CW: Hat Ihr Rueckzug mit den finanziellen Problemen der Firma zu tun?

Gupta: Ich habe schon gesagt, dass es private Gruende waren, die mich zu diesem Schritt veranlasst haben. Ausserdem haben wir 20 Millionen Dollar in der Kasse. Das reicht fuer die anstehende Umstrukturierung.

CW: Gupta soll in Centura umbenannt werden. Naehrt das nicht Spekulationen, man wolle Sie und Ihren Namen loswerden?

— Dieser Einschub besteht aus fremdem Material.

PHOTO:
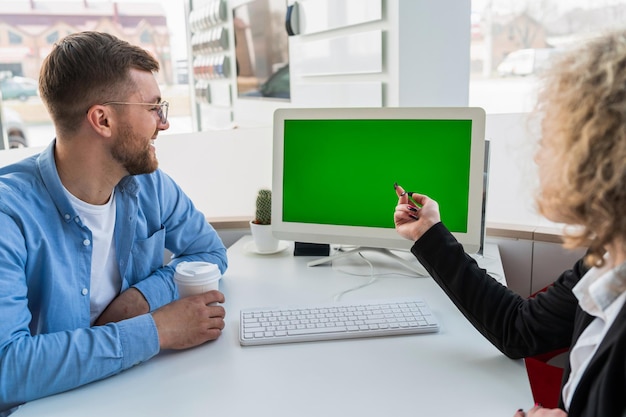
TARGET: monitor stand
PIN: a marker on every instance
(413, 268)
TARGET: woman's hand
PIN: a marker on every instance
(539, 411)
(414, 216)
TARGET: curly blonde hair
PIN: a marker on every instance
(583, 105)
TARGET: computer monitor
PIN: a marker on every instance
(334, 171)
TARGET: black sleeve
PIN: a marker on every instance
(517, 326)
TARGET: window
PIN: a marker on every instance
(156, 25)
(146, 37)
(512, 41)
(14, 38)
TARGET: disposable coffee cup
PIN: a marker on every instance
(196, 277)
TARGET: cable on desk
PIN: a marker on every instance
(373, 276)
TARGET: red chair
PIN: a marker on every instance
(545, 377)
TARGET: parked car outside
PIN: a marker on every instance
(19, 88)
(525, 61)
(14, 127)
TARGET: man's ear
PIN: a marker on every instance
(100, 118)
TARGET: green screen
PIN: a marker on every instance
(341, 172)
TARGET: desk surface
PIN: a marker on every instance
(453, 372)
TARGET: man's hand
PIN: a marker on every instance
(190, 321)
(130, 303)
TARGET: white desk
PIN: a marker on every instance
(453, 372)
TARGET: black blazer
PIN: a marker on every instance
(521, 327)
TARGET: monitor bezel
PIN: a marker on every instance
(375, 236)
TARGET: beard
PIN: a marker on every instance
(135, 156)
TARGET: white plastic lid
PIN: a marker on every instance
(197, 271)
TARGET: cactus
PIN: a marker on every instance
(263, 207)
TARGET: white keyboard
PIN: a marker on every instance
(261, 326)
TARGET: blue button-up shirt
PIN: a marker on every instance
(46, 343)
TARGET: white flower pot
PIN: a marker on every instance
(263, 239)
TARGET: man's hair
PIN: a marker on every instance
(583, 105)
(88, 68)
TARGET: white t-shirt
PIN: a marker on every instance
(602, 294)
(106, 281)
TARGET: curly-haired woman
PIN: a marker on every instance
(582, 170)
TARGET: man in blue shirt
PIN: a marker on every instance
(84, 293)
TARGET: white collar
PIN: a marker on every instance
(600, 287)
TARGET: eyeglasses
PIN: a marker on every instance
(161, 108)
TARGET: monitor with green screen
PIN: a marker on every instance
(334, 171)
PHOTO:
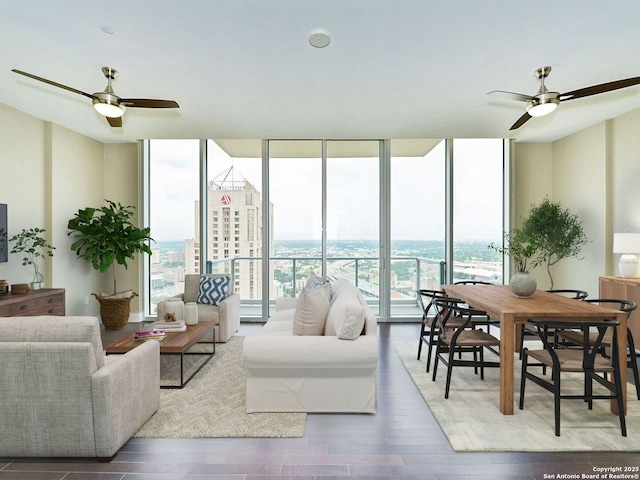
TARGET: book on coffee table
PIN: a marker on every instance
(155, 334)
(171, 326)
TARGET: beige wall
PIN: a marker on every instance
(594, 173)
(47, 174)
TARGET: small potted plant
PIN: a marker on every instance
(107, 236)
(32, 244)
(520, 249)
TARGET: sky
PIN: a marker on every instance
(417, 192)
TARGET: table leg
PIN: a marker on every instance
(507, 347)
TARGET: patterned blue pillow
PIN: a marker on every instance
(213, 290)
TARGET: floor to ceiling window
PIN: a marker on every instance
(374, 212)
(234, 216)
(477, 209)
(353, 213)
(295, 192)
(417, 220)
(173, 170)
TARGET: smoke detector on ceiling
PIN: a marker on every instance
(319, 37)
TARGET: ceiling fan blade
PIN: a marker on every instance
(114, 121)
(521, 121)
(511, 95)
(148, 103)
(602, 88)
(51, 82)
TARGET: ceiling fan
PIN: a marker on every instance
(545, 102)
(107, 103)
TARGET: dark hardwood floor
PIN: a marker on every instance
(401, 441)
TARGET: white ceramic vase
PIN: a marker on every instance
(523, 284)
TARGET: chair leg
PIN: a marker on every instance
(634, 362)
(449, 370)
(432, 338)
(556, 400)
(618, 387)
(523, 376)
(436, 360)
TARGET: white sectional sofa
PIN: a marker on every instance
(313, 369)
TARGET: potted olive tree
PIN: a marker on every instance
(548, 234)
(107, 236)
(31, 243)
(521, 250)
(555, 231)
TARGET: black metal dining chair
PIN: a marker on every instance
(570, 293)
(627, 306)
(587, 360)
(429, 327)
(484, 320)
(454, 343)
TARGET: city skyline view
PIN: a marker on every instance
(417, 186)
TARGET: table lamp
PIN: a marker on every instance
(628, 244)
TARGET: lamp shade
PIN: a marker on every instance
(626, 243)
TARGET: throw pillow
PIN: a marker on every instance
(312, 307)
(213, 290)
(353, 323)
(346, 308)
(315, 281)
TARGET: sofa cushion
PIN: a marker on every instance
(312, 307)
(346, 314)
(338, 284)
(213, 290)
(54, 329)
(314, 280)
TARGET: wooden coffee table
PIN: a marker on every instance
(176, 343)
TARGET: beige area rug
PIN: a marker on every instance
(212, 404)
(472, 421)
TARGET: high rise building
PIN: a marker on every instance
(234, 233)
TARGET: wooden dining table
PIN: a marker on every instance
(502, 304)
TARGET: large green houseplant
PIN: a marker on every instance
(107, 236)
(555, 231)
(521, 250)
(548, 234)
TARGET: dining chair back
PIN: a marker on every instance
(569, 293)
(627, 306)
(587, 360)
(428, 329)
(463, 345)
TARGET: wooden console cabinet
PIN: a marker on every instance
(624, 289)
(48, 301)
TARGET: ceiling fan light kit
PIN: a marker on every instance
(541, 107)
(544, 102)
(107, 103)
(107, 106)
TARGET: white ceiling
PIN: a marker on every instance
(393, 69)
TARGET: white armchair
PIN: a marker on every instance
(226, 315)
(61, 397)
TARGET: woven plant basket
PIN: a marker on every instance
(114, 311)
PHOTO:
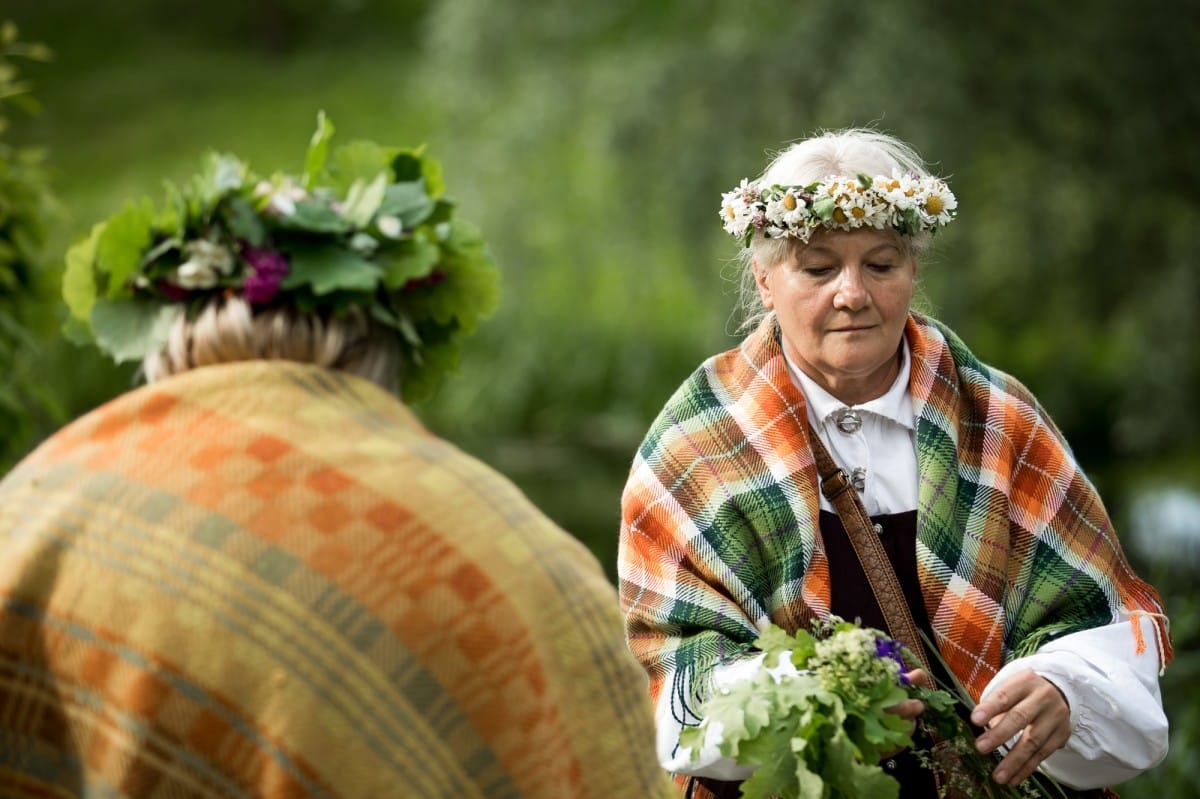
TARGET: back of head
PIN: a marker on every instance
(228, 329)
(358, 263)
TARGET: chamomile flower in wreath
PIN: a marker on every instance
(939, 203)
(738, 208)
(910, 204)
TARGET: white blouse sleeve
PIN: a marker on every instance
(1119, 727)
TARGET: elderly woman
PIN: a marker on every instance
(259, 575)
(993, 539)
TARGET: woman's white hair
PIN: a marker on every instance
(227, 330)
(850, 151)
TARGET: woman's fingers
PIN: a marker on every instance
(1027, 706)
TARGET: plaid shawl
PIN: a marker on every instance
(720, 535)
(268, 580)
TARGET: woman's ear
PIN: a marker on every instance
(760, 278)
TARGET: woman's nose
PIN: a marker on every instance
(850, 293)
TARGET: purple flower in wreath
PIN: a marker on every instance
(892, 649)
(268, 270)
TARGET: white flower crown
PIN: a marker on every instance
(907, 203)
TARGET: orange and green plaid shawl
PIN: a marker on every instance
(268, 580)
(720, 530)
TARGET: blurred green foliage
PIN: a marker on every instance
(27, 407)
(592, 140)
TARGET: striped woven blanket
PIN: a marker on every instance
(268, 580)
(720, 520)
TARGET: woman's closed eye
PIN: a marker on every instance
(817, 270)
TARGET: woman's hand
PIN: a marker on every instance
(910, 708)
(1027, 704)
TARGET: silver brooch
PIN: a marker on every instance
(858, 479)
(849, 420)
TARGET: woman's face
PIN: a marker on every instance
(841, 302)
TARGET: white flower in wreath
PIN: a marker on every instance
(939, 204)
(390, 226)
(207, 263)
(737, 214)
(281, 199)
(901, 191)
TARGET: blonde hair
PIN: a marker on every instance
(850, 151)
(227, 330)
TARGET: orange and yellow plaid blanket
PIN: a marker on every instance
(268, 580)
(720, 520)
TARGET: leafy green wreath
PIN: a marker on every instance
(364, 226)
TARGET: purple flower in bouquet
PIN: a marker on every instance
(892, 649)
(269, 268)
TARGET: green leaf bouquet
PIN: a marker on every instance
(821, 732)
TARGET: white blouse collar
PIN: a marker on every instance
(894, 404)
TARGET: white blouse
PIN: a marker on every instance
(1119, 728)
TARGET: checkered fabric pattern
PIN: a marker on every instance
(268, 580)
(720, 535)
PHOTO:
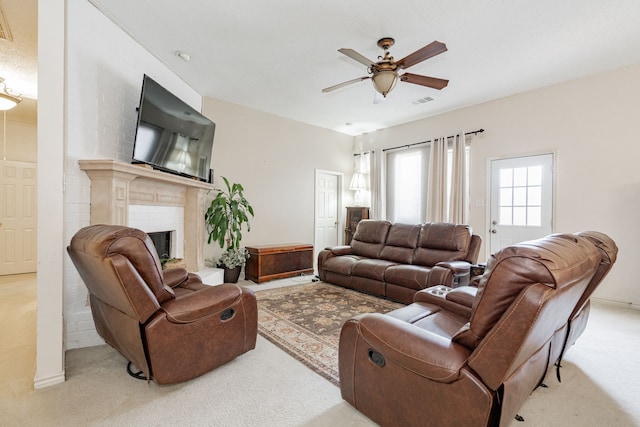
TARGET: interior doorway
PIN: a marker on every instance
(521, 200)
(18, 219)
(328, 194)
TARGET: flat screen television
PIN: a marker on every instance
(172, 136)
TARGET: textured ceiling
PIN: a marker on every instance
(277, 56)
(19, 57)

Gupta: Ich kann nur wiederholen, dass wir lediglich Beschluesse umsetzen, die wir vor zehn Monaten getroffen haben. Zu einer Zeit, als Client-Sever-Technik noch etwas Besonderes war, mussten wir dafuer sorgen, dass der Name Gupta als Synonym dafuer galt. Nun sind die Centura-Tools unser Alleinstellungsmerkmal, darum wollen wir wie sie heissen.

CW: Der Werbeaufwand fuer diese Werkzeuge erinnert an den Flop von 1994, als Sie 15 Millionen Dollar ausgaben, ohne den angepeilten Massenmarkt zu erreichen...

Gupta: Die Situation ist heute anders. Ich sehe es so: Wir werden unseren Umsatz verdoppeln, weil unsere Firma und unser Produkt denselben Namen haben - wenn auch vielleicht nicht ueber Nacht.

CW: Macht die jetzige Situation Ihr Unternehmen nicht zum optimalen Uebernahmekandidaten?

Gupta: Am ehesten in dem Sinn, dass wir attraktiver werden, weil wir auf dem Weg sind, wieder Profite zu machen.

CW: Bislang haben Sie sich immer gegen Uebernahmen gewehrt. Werden Sie auch diesmal einen Verkauf verhindern?

Gupta: Es kommt auf den Preis an. Ein ernsthaftes Angebot sollte man sich durchaus ansehen. Ich habe nie etwas anderes gesagt. Diese Haltung ist fuer mich als Mitglied des Board of Directors und Aktionaer nicht nur eine Pflicht, sie dient auch meinem eigenen Interesse. Das heisst aber nicht, dass wir dabei sind, einen Kaeufer zu suchen. Es gibt von uns aus keinerlei Aktivitaeten in dieser Richtung.

Mit Umang Gupta, dem Gruender des gleichnamigen Datenbank- und ToolUnternehmens, sprach Don Tennant von der CW- Schwesterpublikation "Computerworld Hongkong".